Der Schritt fiel mit der Errichtung eines neuen illegalen Außenpostens durch israelische Siedler in der Nähe von Bethlehem zusammen und erfolgt zu einem Zeitpunkt, an dem die israelische Regierung einem wachsenden Druck ausgesetzt ist, gegen die Gewalt der Siedler vorzugehen.
Laut einem Regierungsdokument, das der Associated Press vorliegt, plant Israel, große Teile einer wichtigen historischen Stätte im Westjordanland, Sebastia, zu beschlagnahmen.
Die Anti-Siedlungs-Überwachungsgruppe Peace Now sagte, dass der Umzug die größte Beschlagnahmung von archäologisch bedeutsamem Land darstellt, da das Gelände etwa 450 Hektar groß ist.
„Der Plan würde fast 1.800 Dunams beschlagnahmen, die zu den palästinensischen Dörfern Burka und Sebastia gehören, darunter Tausende von Olivenbäumen“, schrieb die Organisation in einer Erklärung und fügte hinzu, dass „das Land in Privatbesitz ist und von palästinensischen Eigentümern im Grundbuch eingetragen ist“.
Das Dokument gibt den Palästinensern 14 Tage Zeit, Einspruch gegen die Anordnung einzulegen.
Der Ort wird mit der Hauptstadt des alten israelitischen Königreichs Samaria in Verbindung gebracht, und Christen und Muslime glauben, dass Johannes der Täufer dort begraben wurde.

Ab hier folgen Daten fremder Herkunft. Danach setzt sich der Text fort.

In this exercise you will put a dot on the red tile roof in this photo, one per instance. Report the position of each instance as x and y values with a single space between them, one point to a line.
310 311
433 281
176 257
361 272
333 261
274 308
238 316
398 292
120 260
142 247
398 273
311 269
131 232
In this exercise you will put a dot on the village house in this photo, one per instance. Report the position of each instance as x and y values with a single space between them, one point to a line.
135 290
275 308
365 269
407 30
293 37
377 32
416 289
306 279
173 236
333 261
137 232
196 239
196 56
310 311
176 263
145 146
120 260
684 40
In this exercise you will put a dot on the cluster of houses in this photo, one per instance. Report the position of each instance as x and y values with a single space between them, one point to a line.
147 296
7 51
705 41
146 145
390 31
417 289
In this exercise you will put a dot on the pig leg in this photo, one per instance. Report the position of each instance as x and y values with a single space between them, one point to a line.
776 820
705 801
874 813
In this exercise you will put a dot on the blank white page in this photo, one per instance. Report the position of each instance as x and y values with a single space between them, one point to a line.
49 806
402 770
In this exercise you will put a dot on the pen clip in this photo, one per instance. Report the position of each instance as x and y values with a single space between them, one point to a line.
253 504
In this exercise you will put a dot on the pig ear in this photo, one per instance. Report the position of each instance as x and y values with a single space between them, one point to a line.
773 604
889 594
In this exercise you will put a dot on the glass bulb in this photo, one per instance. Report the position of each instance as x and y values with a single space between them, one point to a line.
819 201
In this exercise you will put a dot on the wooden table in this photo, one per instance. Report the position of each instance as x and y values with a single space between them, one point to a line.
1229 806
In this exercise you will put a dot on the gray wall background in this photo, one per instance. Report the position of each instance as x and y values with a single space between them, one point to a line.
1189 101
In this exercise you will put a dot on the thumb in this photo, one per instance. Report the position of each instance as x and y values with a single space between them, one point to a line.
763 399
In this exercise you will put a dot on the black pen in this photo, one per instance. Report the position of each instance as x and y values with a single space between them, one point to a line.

Die antike Stätte steht seit 2012 auf der vorläufigen Liste des UNESCO-Weltkulturerbes für den Staat Palästina.
Als Grund für die Enteignung nannte Israel die Bewahrung des kulturellen Erbes und benutzte lange Zeit die Rhetorik, das jüdische biblische Erbe zu schützen, als Grund, Sebastia zu beanspruchen. Im Jahr 2023 kündigte die israelische Regierung Pläne an, das Gelände zu einer Touristenattraktion auszubauen, und stellte mehr als 30 Millionen Schekel (8 Millionen Euro) für die Entwicklung des Geländes bereit.
Menschenrechtsorganisationen warnen jedoch, dass der Umzug die Palästinenser in der Nähe vertreiben und dem von Palästinensern geführten Tourismus vor Ort ein Ende bereiten wird.
„Im Fall von Deir Qal’a und Deir Samaan liegen die Stätten jetzt innerhalb der Siedlungen Alei Zahav und Peduel, und die Palästinenser haben keinen Zugang zu ihnen“, betonte Peace Now.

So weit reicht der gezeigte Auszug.